Complementing the goals of the National Transport and Logistics Strategy (NTLS), the Jeddah port’s decarbonization efforts form part of Mawani’s Green Ports initiative that seeks to slash energy consumption by 15% through equipment electrification and diesel phaseout across the Kingdom’s trade hubs.

Through a 33% decrease in average yard crane moves for every imported container that requires manual inspection as well as a 17% reduction in truck turnaround times, the port further solidifies its standing as a cost-competitive and operationally-efficient logistics destination at the crossroads of East-West trade.

The national maritime regulator’s environmental strategies are inspired by the Saudi Green Initiative, a national climate action plan that aims to unite the Kingdom’s push towards ecological protection, energy transition, and emissions reductions through a joint collaborative approach between the public and private sectors.

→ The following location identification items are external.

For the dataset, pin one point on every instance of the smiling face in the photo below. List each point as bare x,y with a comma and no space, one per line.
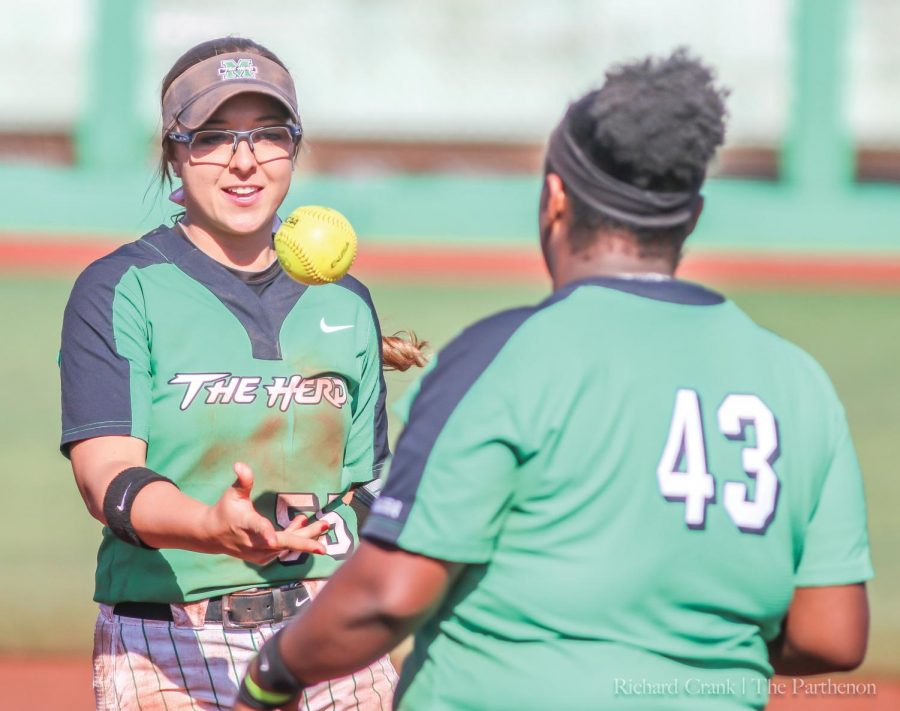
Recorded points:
240,198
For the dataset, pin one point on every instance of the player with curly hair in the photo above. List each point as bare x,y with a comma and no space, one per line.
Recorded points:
629,496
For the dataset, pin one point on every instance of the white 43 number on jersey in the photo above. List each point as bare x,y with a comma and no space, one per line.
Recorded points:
339,542
683,473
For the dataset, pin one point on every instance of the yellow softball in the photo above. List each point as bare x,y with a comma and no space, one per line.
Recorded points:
315,245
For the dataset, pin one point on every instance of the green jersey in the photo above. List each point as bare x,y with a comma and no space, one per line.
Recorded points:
638,476
162,343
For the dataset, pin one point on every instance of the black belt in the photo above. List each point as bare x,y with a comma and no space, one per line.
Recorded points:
237,610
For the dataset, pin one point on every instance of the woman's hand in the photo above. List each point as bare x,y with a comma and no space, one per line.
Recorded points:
238,529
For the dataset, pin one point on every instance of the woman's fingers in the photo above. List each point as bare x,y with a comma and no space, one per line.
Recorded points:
303,540
244,481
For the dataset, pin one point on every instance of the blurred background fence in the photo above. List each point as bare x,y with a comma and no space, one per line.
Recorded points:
425,125
426,121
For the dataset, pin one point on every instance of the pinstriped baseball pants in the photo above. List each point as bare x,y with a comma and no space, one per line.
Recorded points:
148,665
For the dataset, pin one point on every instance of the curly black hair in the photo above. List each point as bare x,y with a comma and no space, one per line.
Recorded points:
655,124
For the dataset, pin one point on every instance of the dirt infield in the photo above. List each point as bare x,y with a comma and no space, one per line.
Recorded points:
37,256
61,683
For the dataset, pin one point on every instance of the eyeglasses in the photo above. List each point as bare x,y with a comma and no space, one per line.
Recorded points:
218,145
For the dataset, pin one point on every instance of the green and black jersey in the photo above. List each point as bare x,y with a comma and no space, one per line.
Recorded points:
163,343
638,477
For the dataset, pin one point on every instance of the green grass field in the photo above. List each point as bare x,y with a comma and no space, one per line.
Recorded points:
47,540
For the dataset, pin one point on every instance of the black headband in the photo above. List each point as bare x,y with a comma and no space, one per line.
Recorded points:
612,197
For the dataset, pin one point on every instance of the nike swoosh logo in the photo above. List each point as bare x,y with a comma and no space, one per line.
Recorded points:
332,329
121,506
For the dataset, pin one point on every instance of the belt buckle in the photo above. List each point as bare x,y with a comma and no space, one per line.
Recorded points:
277,609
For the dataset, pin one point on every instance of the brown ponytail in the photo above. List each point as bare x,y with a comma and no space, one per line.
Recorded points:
401,353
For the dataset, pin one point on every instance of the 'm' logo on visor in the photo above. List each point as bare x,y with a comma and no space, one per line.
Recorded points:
237,69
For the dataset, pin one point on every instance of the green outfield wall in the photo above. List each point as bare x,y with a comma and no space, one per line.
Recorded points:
815,204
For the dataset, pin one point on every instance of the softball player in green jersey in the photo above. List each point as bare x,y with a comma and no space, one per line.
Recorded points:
627,497
211,404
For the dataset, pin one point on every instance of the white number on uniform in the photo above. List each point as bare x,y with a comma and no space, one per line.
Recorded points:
340,541
735,415
695,485
683,473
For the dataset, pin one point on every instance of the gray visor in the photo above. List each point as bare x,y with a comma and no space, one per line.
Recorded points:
197,93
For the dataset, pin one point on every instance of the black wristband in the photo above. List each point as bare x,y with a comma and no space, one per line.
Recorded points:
275,684
119,498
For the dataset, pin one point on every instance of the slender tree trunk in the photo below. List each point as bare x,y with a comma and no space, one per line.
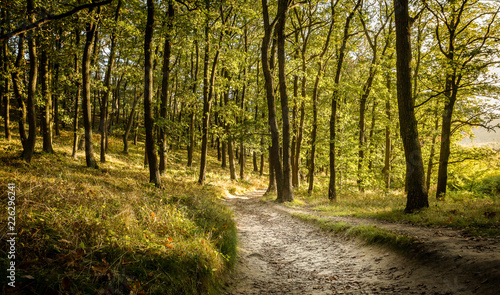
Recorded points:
431,154
154,175
280,32
130,122
107,91
16,81
46,115
77,98
314,131
86,104
207,97
272,177
275,158
6,89
417,196
388,143
444,153
332,192
29,148
164,87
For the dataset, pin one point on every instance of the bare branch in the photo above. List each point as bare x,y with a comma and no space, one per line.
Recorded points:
48,18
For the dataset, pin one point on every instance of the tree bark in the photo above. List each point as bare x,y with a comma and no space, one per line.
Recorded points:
275,158
29,148
16,81
86,104
130,123
417,196
6,90
167,48
77,98
107,88
154,175
207,97
332,192
280,32
47,113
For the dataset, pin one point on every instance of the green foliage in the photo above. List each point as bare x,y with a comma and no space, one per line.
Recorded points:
368,233
86,230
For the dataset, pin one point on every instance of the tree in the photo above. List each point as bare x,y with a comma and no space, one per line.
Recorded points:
332,192
417,193
267,64
29,147
90,30
466,38
154,174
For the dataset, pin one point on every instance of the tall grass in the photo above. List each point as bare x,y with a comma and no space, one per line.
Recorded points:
82,231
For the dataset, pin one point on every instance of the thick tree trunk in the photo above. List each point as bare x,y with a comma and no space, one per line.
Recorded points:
164,86
207,98
47,113
271,188
86,104
16,81
130,123
332,192
314,131
154,175
388,143
29,148
107,87
432,152
444,153
280,32
77,98
417,196
6,90
275,158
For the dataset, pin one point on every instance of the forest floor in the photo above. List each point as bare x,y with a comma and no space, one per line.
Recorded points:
280,254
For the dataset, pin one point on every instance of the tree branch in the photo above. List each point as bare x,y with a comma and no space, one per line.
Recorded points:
48,18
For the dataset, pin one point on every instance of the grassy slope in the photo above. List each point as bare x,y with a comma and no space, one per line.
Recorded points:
82,230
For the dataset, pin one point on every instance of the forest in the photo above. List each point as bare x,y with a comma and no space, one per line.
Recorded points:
130,126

The Red Sea based hub had recently bagged the Port of The Year award at the Green Shipping Summit 2023 that was held in Rotterdam, The Netherlands for its successful track record in harnessing innovative and sustainable technologies and solutions for a greener tomorrow.

Mawani has been keen on transforming the Saudi ports into investment platforms and facilitating the Kingdom’s trade with the rest of the world. The Authority seeks to achieve an effective regulatory and commercial environment supported by an operating model that enables growth and innovation in the Kingdom’s maritime industry.

It also envisions developing a sustainable and prosperous ports sector to consolidate the Kingdom’s position as a leading global logistics hub. Mawani strives to realize Saudi Arabia’s economic and social ambitions by ensuring reliable and efficient logistics operations, as well as creating a safe and sustainable maritime environment.